In comparison, 14 patients stopped raltegravir due to neuropsychiatric events, mainly headache or parasthaesia, or insomnia.
Neuropsychiatric side-effects leading to discontinuation of dolutegravir were more frequently observed in women (HR = 2.64; 95% CI, 1.23-5.65, p = 0.012), those aged 60 years and over (HR = 2.86; 95% CI, 1.42-5.77, p = 0.003) and individuals who started abacavir at the same time as dolutegravir (HR = 2.42; 95% CI, 1.38-4.24, p = 0.002).
The rates of neuropsychiatric side-effects seen in reported cohort studies have been much higher than in clinical trials. Romina Quercia of ViiV Healthcare reported a summary of data from clinical trials.
Investigators analysed safety data from phase III/IIIb dolutegravir trials involving treatment-naïve patients to establish a clearer understanding of the frequency of neuropsychiatric side-effects: anxiety, depression (depression, bipolar depression, suicidal thoughts and hypomania), insomnia and nightmares/abnormal dreams.
Four studies were included in the analysis, the 96-week SPRING-2, SINGLE and FLAMINGO trials and the 48-week all-women ARIA trial.
A total of 2634 participants were recruited to the four studies, 1315 of who were treated with dolutegravir.

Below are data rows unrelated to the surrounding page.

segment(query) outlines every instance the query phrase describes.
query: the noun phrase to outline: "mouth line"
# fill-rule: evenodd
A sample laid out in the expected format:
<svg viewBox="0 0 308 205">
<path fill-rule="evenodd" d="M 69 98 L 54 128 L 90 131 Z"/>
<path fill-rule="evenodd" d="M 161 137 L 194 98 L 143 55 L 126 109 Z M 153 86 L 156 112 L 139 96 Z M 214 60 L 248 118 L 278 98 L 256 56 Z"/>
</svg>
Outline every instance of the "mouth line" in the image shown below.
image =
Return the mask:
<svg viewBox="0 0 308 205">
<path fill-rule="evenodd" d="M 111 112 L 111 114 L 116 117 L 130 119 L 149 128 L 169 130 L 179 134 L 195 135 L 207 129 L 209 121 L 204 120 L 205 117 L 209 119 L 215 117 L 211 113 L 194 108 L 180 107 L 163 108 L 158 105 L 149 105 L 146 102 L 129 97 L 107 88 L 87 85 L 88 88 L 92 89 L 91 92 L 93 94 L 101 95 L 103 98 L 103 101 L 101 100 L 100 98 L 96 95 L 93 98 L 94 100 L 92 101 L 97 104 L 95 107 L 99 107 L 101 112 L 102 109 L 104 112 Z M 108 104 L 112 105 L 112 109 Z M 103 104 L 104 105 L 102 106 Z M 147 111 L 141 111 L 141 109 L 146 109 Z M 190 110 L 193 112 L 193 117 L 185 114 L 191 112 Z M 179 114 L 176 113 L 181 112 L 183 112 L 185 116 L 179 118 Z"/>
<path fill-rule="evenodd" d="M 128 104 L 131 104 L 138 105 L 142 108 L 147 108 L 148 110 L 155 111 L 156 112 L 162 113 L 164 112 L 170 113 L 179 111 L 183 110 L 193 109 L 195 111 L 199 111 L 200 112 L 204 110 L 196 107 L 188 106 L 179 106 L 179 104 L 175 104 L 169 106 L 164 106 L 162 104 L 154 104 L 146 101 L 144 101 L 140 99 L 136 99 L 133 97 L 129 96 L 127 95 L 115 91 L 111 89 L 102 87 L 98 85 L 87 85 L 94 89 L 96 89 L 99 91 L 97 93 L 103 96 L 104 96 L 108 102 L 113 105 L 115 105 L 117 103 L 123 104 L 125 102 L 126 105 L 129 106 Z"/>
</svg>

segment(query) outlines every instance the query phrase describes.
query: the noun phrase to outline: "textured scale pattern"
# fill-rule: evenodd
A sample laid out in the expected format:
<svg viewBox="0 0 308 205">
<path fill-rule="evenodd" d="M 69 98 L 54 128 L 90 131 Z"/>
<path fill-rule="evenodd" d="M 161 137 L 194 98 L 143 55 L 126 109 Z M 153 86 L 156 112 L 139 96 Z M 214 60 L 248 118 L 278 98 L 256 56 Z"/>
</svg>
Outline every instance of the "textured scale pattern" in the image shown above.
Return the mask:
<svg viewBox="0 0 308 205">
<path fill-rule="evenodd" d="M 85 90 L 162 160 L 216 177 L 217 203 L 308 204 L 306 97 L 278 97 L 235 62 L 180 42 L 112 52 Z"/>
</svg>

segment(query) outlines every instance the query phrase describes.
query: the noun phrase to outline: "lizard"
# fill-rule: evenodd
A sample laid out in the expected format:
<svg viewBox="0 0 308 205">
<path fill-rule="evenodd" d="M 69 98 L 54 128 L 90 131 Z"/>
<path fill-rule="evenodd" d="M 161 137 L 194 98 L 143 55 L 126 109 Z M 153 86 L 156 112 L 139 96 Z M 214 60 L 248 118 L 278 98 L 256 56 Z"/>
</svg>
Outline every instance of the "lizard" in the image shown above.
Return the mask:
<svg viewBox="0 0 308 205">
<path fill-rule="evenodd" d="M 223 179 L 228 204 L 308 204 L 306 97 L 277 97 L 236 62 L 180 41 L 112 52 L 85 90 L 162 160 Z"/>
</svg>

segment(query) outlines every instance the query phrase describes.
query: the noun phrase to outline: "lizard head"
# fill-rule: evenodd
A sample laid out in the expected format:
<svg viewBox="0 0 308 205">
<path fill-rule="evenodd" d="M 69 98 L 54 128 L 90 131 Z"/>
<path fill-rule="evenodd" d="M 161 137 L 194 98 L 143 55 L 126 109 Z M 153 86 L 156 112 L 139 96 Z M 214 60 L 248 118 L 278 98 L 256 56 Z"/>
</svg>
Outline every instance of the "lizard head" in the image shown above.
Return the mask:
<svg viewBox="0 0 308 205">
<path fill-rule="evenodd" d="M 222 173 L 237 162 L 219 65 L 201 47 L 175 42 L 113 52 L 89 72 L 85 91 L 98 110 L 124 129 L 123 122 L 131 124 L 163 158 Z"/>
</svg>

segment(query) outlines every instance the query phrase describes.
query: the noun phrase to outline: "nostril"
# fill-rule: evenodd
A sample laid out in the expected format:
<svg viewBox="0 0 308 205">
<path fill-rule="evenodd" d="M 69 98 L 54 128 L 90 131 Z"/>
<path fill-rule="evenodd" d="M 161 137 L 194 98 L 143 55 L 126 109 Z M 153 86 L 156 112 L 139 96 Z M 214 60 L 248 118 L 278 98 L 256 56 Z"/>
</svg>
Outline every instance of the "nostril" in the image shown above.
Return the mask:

Low rates of neuropsychiatric events were seen in all study treatment arms, with most being low-grade (1-2). However, a higher incidence was observed in the SINGLE study compared to other trials, with 17% of dolutegravir patients reporting insomnia, 10% nightmares/abnormal dreams, 8% depression and 7% anxiety. These rates were lower than those seen among patients taking the comparator drug, efavirenz.
Rates of neuropsychiatric side-effects leading to the withdrawal of treatment were below 5% in all trials.
Depression led to cessation of dolutegravir therapy by one patient, with two raltegravir-treated and seven efavirenz-treated individuals stopping treatment because of this adverse event. Two patients stopped taking dolutegravir because of insomnia with three efavirenz-treated patients stopping treatment for this reason.
Abnormal dreams/nightmares caused two dolutegravir and seven efavirenz patients to cease therapy.
There were no cases of withdrawal of dolutegravir because of anxiety, though four patients stopped efavirenz for this reason.